In the long run, pending approvals by the state, city and county, the plan would take out most of the median parking for a series of public spaces. It would also turn two lanes of motorized traffic in each direction into bike lanes and transit-only lanes, while restoring on-street automobile parking along the boulevard, all of which helps slow down traffic and buffers pedestrians on sidewalks from moving cars. Narrowing the roadway would also make the crossing shorter, safer and more convenient for pedestrians, the DDA says.
The DDA just won a $422,000 grant from the Florida Department of Transportation for a study of the impact of eliminating lanes. Other cities that have slimmed down streets in congested areas, like Manhattan’s Times Square, to create more room for pedestrians and loungers have found that traffic actually flows better and that, as expected, safety for people on foot and on bikes improves markedly.
Because the boulevard already narrows north of the AAA and as it curves at the Miami River, DDA planners don’t believe that taking lanes out between the two spots would significantly affect car-traffic flow, or that those extra lanes offer any real benefit at all. They say the Biscayne Green plan reflects a better balance between the needs of motorists and demand for more pedestrian- and bike-friendly spaces from downtown residents and workers, and is patterned on best practices followed in other major cities.
“We need to start reallocating street space for pedestrians,” said Tony Garcia, principal at Street Plans Collaborative, a planning consultant that’s helping the DDA set up the temporary Biscayne Green, while stressing the project for now “is just a test.”
“It’s a way of getting people comfortable with these things that are done in other places,” Garcia said.
Visitors to the temporary Biscayne Green are encouraged to take Metromover, bike or, of course, walk there. CitiBikes is installing temporary docking stations. Crews are also repainting street crossings in new, eye-catching patterns to lure pedestrians and reinforce their temporary primacy to motorists.

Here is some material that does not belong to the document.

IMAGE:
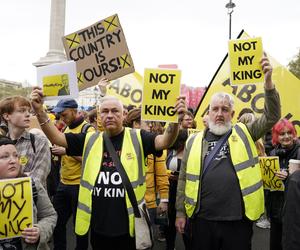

The first block, under the Bayfront Park Metromover station, will have food trucks and seating and tables for public presentations and planning meetings, Garcia said. The second, to its north, will be a mini-park, with exercise stations, a kids’ playground, dog park, fire pit and small-scale reproduction of the Chinese Bridge by the Deering Estate. The northernmost block will be a plaza for hanging out, with seating and tables for eating, as well as a small performance stage.
“There’s been a lot of people walking around and asking what we’re doing,” Garcia said Thursday as he worked on the set-up with city, Miami-Dade County and DDA crews as well as volunteers from Wynwood maker space Moonlighter, who made furniture for the project. “The response has been overwhelmingly positive. Especially from doggy people.”